Trauma isn’t just about the event itself. As Dr. Gabor Maté explains, it’s about what happens inside of you as a result of what happened to you. It’s the wound that forms when your nervous system is pushed past what it can handle — when safety is ripped away and your body and mind do whatever they must to survive.

That survival instinct is powerful. It can make you fight, run, freeze, or even shut down completely. And in the moment, those responses save you. But over time, they can also become the stories you tell yourself about who you are. You start to believe you are the anxiety. You are the anger. You are the person who can’t trust, can’t feel, can’t love without fear.

Sometimes, trauma enters through the big moments — the kind that hit like a tidal wave: abuse, loss, violence, a devastating betrayal. Other times, it seeps in drop by drop, through years of neglect, criticism, or never quite being seen for who you really are. Psychologists call this “complex trauma” — not because it’s hard to understand, but because it builds slowly, layer upon layer, until it feels like the only reality you’ve ever known.

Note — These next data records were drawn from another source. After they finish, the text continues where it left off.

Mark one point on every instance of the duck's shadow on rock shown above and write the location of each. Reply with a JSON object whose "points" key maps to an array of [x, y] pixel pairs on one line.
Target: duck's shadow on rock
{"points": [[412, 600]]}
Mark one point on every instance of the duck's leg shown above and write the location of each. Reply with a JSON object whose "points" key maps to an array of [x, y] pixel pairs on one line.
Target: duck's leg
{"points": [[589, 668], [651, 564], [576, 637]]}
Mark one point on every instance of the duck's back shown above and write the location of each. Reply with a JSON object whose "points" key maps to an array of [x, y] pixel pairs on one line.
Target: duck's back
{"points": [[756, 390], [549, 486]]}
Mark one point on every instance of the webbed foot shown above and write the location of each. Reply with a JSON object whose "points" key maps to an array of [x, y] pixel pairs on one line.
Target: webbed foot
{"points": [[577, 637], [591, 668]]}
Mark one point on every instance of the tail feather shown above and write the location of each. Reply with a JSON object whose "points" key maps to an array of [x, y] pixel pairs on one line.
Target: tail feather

I want to tell you a story. Two boys — brothers — grew up in the same house. They were just 10 and 12 when their nights were filled with the sound of their father’s drunken rage. They ducked and dodged whatever he threw, sometimes words that cut deep, sometimes objects, sometimes fists. They carried the same memories, the same bruises, the same fear.

The older brother grew up to look a lot like the man they feared. He battled addiction, struggled with his temper, and treated his own family with the same sharp edges he had endured. When someone asked him why, he said, “Can you blame me? Look at the father I had to grow up with.”

The younger brother’s path was different. He became a gentle soul, a man who adored his family and poured himself into their lives. He never touched alcohol — not out of fear, but because he never wanted to pass on the same pain. And when asked why, he said the exact same words: “Can you blame me? Look at the father I had to grow up with.”

The truth is, we don’t get to choose what happens to us. But we do get to choose how we respond. Trauma can shape your identity, yes — but you can shape it back. You can decide whether you repeat the story or rewrite it.

Here’s the part we often miss: trauma is an experience, not an identity. What happened to you might explain why you learned to shut down, why you protect yourself, or why you see the world the way you do — but it is not the truth of who you are. The real you existed before the trauma, and that self is still there, even if you haven’t felt them in a long time.

As Dr. Bessel van der Kolk, author of The Body Keeps the Score, reminds us, “Trauma is not just an event that took place sometime in the past; it is also the imprint left by that experience on mind, brain, and body.” If trauma leaves an imprint, then healing can too — and healing leaves an imprint of strength, clarity, and self-trust.

The journey to separate your identity from your trauma isn’t about erasing what happened. It’s about integrating it into your story in a way that empowers you, instead of keeping you stuck. It’s about recognizing, yes, that happened. Yes, it affected me. But it does not define me.

If you’ve been carrying your trauma like it’s your name tag — wearing it into every room, every relationship, every dream you’ve been too afraid to chase — I want you to know this: you are allowed to put it down. You are allowed to see yourself as more than the worst thing you went through.

Your trauma may have shaped part of your identity, but it is not your destiny. You have the power to write new chapters, to redefine what your name means when you say it out loud, to decide who you are becoming.

So today, maybe the question isn’t “Who am I because of my trauma?” Maybe it’s “Who am I beyond my trauma?” And that… that’s a question worth living into.